I’ve been going to AYF Camp near Los Angeles for the past twelve years. Joining Youth Corps and coming to Armenia, I thought the camps we were going to organize here were going to be like AYF Camp. After going through three weeks of camp, two in Artsakh and one in Broshian, I think it’s safe to say that I was both right and wrong. I was right in the sense that the Jampars we do here are like the camp I’ve grown to love. We play games like steal the bacon, butt volleyball, and dodgeball, we give the kids educationals about the ARF, and we teach them heghapokhagan songs in preparation for a song competition at the end of the week. A typical week at these Jampars consist of these activities, along with many more, and i’ve loved every minute of the last three weeks.
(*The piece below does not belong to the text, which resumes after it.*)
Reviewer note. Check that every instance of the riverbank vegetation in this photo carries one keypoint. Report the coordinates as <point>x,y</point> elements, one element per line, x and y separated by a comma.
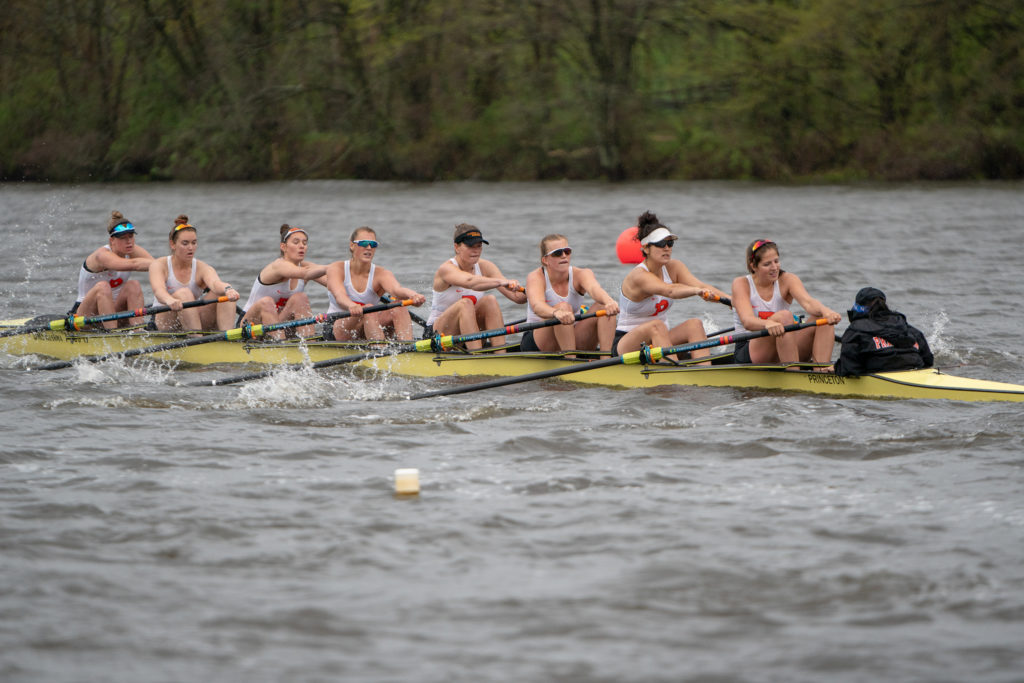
<point>511,89</point>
But there is one main difference between AYF Camp and the Jampars in Armenia. As I was sitting in Broshian with two girls who were going to sing the duet for the red group, I thought to myself, “These two girls are singing Garodee Hishadageen. But not only are they singing that song, they’re also Garod’s nieces.” At that moment, I realized how honored I was to be a part of this program. Who can say that they drove by the Mamik and Babik monument every morning to go to Jampar in Artsakh? Or that they woke up to a view of the majestic Mount Ararat in Broshian? How may people can say that they listened to a duet during song competition, sung by the nieces of Armenian hero Garod Mgrdchian, or that they got to meet his father? How many people could say that they saw where Bedo lived before he went off to the Kharapagh war? How many people could say that they became a part of the lives of hundreds of children in our homeland?
Thanks to Youth Corps, I can say yes to all of the above. That’s what Youth Corps is all about: being with the people, living with the people, and experiencing what they do in their daily lives. And I’m so happy to be a part of every minute of it. Two more weeks left… Gyumri here I come!